Las fuentes consultadas precisaron que Nardo concluyó que las actuaciones fueron iniciadas sin sustento legal, mediante denuncias anónimas, en las que se mezclan los más variados delitos como presuntas coimas y malversación de caudales públicos por parte de policías de alta jerarquía, como así también con capitalistas y pasadores de juego clandestino de toda la Provincia como posibles defraudadores del Fisco. También sostuvo que en esos anónimos se denunciaron otras actividades delictivas como funcionarios policiales acusados de falsificar documentos públicos y mujeres que ejercen la prostitución y sus rufianes entregando dinero a policías a cambio de protección. El magistrado consideró que estos ilícitos denunciados terminaron mezclados, sin notarse ningún intento en demostrar si un delito tiene conexión con otro, terminando esta actuaciones en una especie de "acopio de escuchas, anónimos e informaciones disfrazado de proceso penal". También hizo mención a una serie de irregularidades en la confección de las actas de los distintos procedimientos realizados en estas causas, y que muchas de las escuchas telefónicas y allanamientos fueron ordenados sin los debidos fundamentos que requiere el Código de Procedimiento Penal. Con esta resolución el magistrado le dictó el sobreseimiento definitivo a los supuestos capitalistas de nuestra ciudad Néstor Gisande, José Nano y Antonio Varela, a quienes, en principio, Melazo les había imputado los delitos de "asociación ilícita y fraude contra la administración pública".
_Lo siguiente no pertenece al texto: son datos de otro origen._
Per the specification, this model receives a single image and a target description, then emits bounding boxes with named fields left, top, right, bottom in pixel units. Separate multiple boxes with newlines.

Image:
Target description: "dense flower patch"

En la causa también habían sido detenidos y luego excarcelados por asociación ilícita, falsificación de documento público e incumplimiento de los deberes de funcionarios público, el por entonces jefe de la comisaría novena de la Plata, comisario Carlos Cruces, el oficial Luis Luján y el sargento Néstor Rossi. Todos fueron sobreseídos en forma definitiva de la causa. Con los mismos fundamentos, el juez Nardo sobreseyó en forma definitiva a un centenar de personas que habían sido detenidas y procesadas por Melazo en los distintos operativos ordenados en la causa, entre ellos otros supuestos capitalistas, pasadores de juego y policías que estaban acusados de ofrecerles protección a cambio de dinero.